Eerie Tales (1919)
8/10
Possibly the first horror anthology
8 February 2021
Warning: Spoilers
Half a century before Amicus popularised the horror anthology here in Britain, and a good quarter of a century before the Ealing classic DEAD OF NIGHT, Austrian-born director Richard Oswald made UNCANNY TALES. It's a five-story anthology from Germany in which screen stars Conrad Veidt, Reinhold Schunzel and Anita Berber play Death, the Devil and a ghostly prostitute respectively. They emerge from old paintings in an antiques store overnight, kicking out the owner before reading five very different stories in which the stars also take the lead roles. In the first, Veidt begins an affair with an abused wife only to have her mysteriously vanish on him; the twist ending is a great one and later repeated in the British film SO LONG AT THE FAIR. In the second, Schunzel and Veidt play rival suitors.
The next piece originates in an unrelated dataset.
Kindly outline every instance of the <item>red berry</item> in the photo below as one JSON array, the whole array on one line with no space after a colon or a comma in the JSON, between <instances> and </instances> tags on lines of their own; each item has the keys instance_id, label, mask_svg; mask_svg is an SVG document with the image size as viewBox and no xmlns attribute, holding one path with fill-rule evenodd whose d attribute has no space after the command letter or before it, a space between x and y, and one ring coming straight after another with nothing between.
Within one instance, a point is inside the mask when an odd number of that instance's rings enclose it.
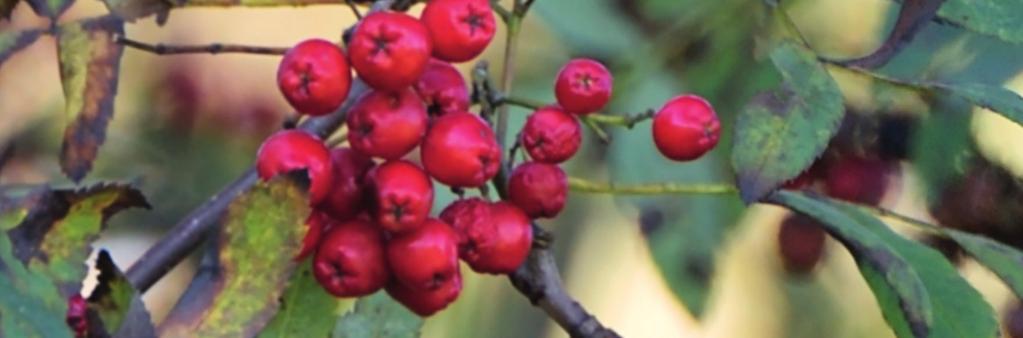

Schunzel loses a bet and bumps off Veidt, only to be haunted by the ghost of his creeping hand. I was reminded of the Christopher Lee segment in DR TERROR'S HOUSE OF HORRORS here; the effects are far more primitive but the chilling effect the same. The third story is an effective reworking of Poe's THE BLACK CAT with all the right ingredients, while the fourth tells of the 'Suicide Club' and a fatal card game, with Veidt made up as Roderick Usher. There's another decent twist at the climax. The final story is a slight comedic effort in which a haunting is deliberately staged. It's a strong film, very atmospheric and with a good pace to sustain every story, episodic though they are.